Ubuntu users can install from the PPA by executing:

sudo apt-add-repository ppa:boutroslab/ppa && sudo apt-get update && sudo apt-get install bamql

In order to compile, LLVM 3.4 - 4.0, HTSlib, and libuuid are required. If compiling using GCC, version 4.9 or later is required.

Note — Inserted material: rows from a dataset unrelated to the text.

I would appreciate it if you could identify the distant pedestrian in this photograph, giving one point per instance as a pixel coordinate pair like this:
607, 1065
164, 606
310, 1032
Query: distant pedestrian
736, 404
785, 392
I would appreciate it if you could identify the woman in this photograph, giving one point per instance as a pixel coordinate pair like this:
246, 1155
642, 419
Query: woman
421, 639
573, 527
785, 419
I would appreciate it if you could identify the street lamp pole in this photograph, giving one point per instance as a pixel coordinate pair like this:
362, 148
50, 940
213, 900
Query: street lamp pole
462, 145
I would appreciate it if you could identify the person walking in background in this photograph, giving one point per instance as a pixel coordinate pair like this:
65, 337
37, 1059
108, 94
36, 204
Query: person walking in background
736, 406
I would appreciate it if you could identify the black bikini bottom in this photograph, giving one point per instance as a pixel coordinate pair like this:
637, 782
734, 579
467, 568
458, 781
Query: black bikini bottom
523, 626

On Debian/Ubuntu, these can be installed by:

sudo apt-get install autotools-dev build-essential libhts-dev libtool libpcre++-dev llvm-dev pkg-config uuid-dev zlib1g-dev

On RedHat/Fedora, these can be installed by:

sudo yum groupinstall "Development Tools"
sudo yum install libtool pcre-devel llvm-devel pkgconfig libuuid-devel zlib-devel

and HTSlib must be installed from sources.

In the source directory,

autoreconf -i && ./configure && make && sudo make install

The Query Language

The language consists of a number of predicates, things which match sequences, and connectives, which compose predicates.

For example, the following query will match sequences on chromosome 7 which are from the read group labelled “RUN3”:

chr(7) & read_group : RUN3

To filter read, use bamql like this:

bamql -i input.bam -o reads_i_live.bam -O reads_i_loathe.bam 'chr(7) & read_group : RUN3'

The following will take a sub-sample for mitochondrial sequences and all the sequences that have matched to chromosomes starting with “ug”:

chr(M) & random(0.2) | chr(ug*)

Again, to filter, use bamql like this:

bamql -f input.bam -o mitochondrial_subsample_with_traps.bam 'chr(M) & random(0.2) | chr(ug*)'

The details can be found in the manual page, which can be viewed by typing man bamql_queries at the command prompt or view the manual online.